De Miguel a 4 de Novembro de 2009 às 19:24
Não concordo nada Joana... o piso empredado tem uma grande vantagem: sempre que é preciso abrir a estrada fica baratíssimo e traz muito menos chatices que ter que abrir uma estrada betuminosa. Sim, porque em Portugal usa-se betume (um derivado do petróleo) e não alcatrão (um derivado do carvão apenas utilizado em grande escala na China e nos EUA).
E já agora porque é que dizes que ecologicamente falado o paralelo é mau?! Melhor só vejo mesmo as estradas de terra batida... as estradas de betume têm na mesma rocha na sua composição, (apenas é britada, i.e., é desfeita mecanicamente pelo que só aí já se tem um considerável gasto de energia) pelo que o argumento de não ser preciso extrair pedra não serve. Além disso o betume quando começa a solidificar, o que acontece muita vezes principalmente nas obras mais pequenas como é o caso destas nas cidades, é «dissolvido» novamente utilizando gasóleo ou gasolina que vai direitinho para os cursos de água. Já para não falar que sendo um derivado do petróleo traz consideráveis custos ambientais ao longo de todas as fases de produção.
E podemos ainda falar da durabilidade: as pedras «duram para sempre» (têm é que voltar a ser colocadas no sítio) enquanto que o betume dura uns 10-15 anos no máximo...
De Joana a 4 de Novembro de 2009 às 19:48
O meu argumento era precisamente o da extracção de pedra. Mas reconheço que não é uma vantagem em relação ao betume. Inegável é que o ruído do trânsito neste tipo de piso é consideravelmente maior, tornando-se um inferno para quem viva ao lado (não é o caso desta avenida) ou para os peões. Mais do que a composição do piso, mais até do que o incómodo para as bicicletas, essa é a principal razão para eu achar que é uma má solução para uma cidade ou outra localidade (esqueci-me de uma terceira vantagem do empedrado, além da resistência e de induzir velocidades menores: é mais bonito).
De Miguel Cabeça a 4 de Novembro de 2009 às 22:42
Outra vantagem bastante importante é o de ser permeável. As águas da chuva conseguem infiltrar-se no solo ao contrário do betume.
Mas para andar de bicicleta citadina é muito mau. Já as bicicletas de montanha com suspensão total é igual ao litro :-P

Miguel Cabeça
De a 5 de Novembro de 2009 às 11:21
Joana,

Não acho o empedrado assim tão problemático para a circulação de bicicleta, mesmo com bici de cidade, mas isso são opiniões. De qualquer modo já vi casos em que a via para os popós é empedrada, tendo apenas uma faixa de 1 m com um acabamento mais regular para bicicletas. E não digo uma ciclovia, apenas um corredor com pavimento diferente inserido na via.

Quanto a 1., também já tinha reparado nisso. Qd comecei a andar de bicla em lisboa, as pessoas olhavam-me como um maluquinho. Hoje em dia já se vêm diariamente ciclistas a ir para a universidade ou trabalho. A pouco e pouco as coisas vão-se compondo.

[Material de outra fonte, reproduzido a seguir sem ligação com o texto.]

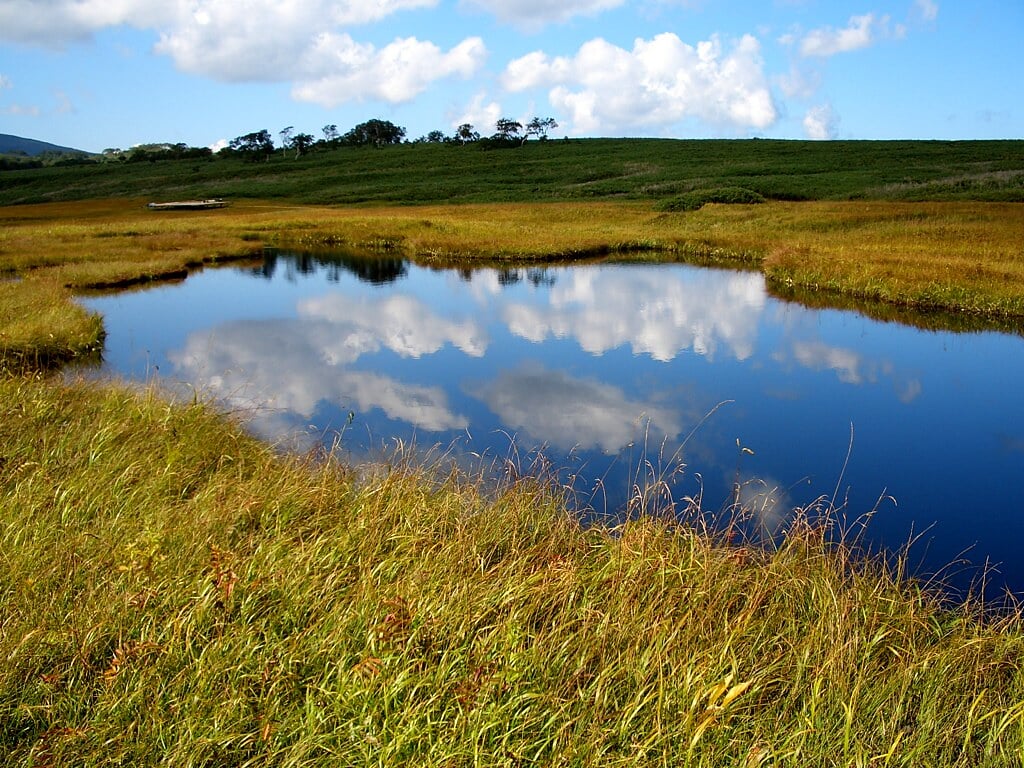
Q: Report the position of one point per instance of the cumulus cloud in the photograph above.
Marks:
(396, 73)
(283, 370)
(555, 409)
(656, 84)
(799, 83)
(22, 111)
(401, 324)
(479, 113)
(654, 311)
(305, 42)
(820, 122)
(860, 32)
(54, 23)
(536, 13)
(927, 9)
(820, 356)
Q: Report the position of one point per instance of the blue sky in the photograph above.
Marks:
(97, 74)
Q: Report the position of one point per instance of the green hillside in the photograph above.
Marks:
(10, 144)
(557, 170)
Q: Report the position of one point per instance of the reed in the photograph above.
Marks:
(175, 593)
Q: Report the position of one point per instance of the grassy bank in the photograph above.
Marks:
(646, 170)
(963, 257)
(175, 594)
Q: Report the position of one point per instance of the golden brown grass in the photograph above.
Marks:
(176, 594)
(965, 257)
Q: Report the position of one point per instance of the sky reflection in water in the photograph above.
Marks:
(593, 364)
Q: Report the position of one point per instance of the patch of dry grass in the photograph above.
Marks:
(964, 257)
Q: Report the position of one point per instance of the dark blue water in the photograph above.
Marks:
(622, 376)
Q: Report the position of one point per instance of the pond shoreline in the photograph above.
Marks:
(176, 592)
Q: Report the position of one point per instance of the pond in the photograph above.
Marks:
(619, 375)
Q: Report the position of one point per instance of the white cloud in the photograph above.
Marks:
(820, 356)
(662, 81)
(555, 409)
(401, 324)
(22, 111)
(300, 41)
(481, 116)
(54, 23)
(282, 372)
(653, 311)
(928, 9)
(536, 13)
(396, 73)
(820, 122)
(799, 83)
(860, 32)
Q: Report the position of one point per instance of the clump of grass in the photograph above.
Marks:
(175, 593)
(694, 201)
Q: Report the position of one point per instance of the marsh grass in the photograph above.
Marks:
(175, 593)
(961, 257)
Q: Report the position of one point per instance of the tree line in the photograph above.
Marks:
(380, 133)
(259, 145)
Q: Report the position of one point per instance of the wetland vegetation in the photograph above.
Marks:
(175, 592)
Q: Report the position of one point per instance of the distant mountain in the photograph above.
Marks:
(32, 147)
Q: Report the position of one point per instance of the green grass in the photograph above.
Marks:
(576, 170)
(173, 592)
(176, 594)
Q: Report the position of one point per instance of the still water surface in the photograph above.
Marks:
(599, 364)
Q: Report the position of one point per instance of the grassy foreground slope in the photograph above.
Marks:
(175, 594)
(556, 170)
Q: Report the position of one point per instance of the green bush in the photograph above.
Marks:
(695, 200)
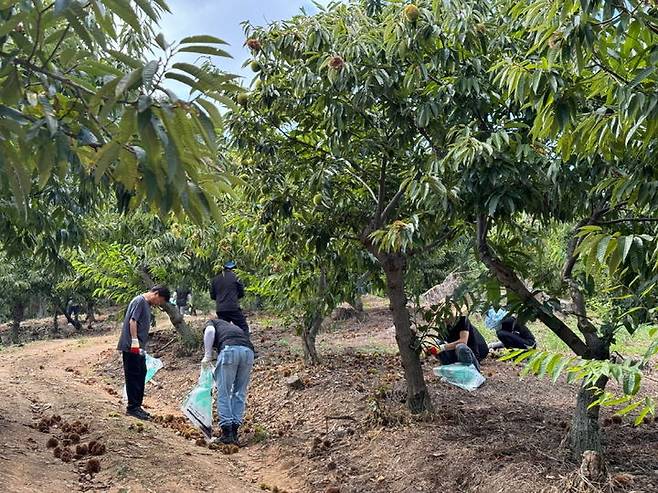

Alegro-me também com 2., porque já me tinha diversas vezes irritado com a geometria daquele local, que obrigava os peões a caminhar uns metros na autoestrada que era a ribeira das naus.

isto vai!

De MC a 9 de Novembro de 2009 às 16:11
Joana e Iletrado,
de facto nao sei bem o que pensar sobre o empedrado.

De qualquer modo, o empedrado 'e bastante comum na Alemanha e Holanda, onde ha bicicletas aos milhares, como se pode ver aqui
http://menos1carro.blogs.sapo.pt/52911.html

Eu ja experimentei e nao notei grande diferenca (nao quer dizer que nao haja!) Ha obviamente que experimentar este tambem, para saber se esta bem feito.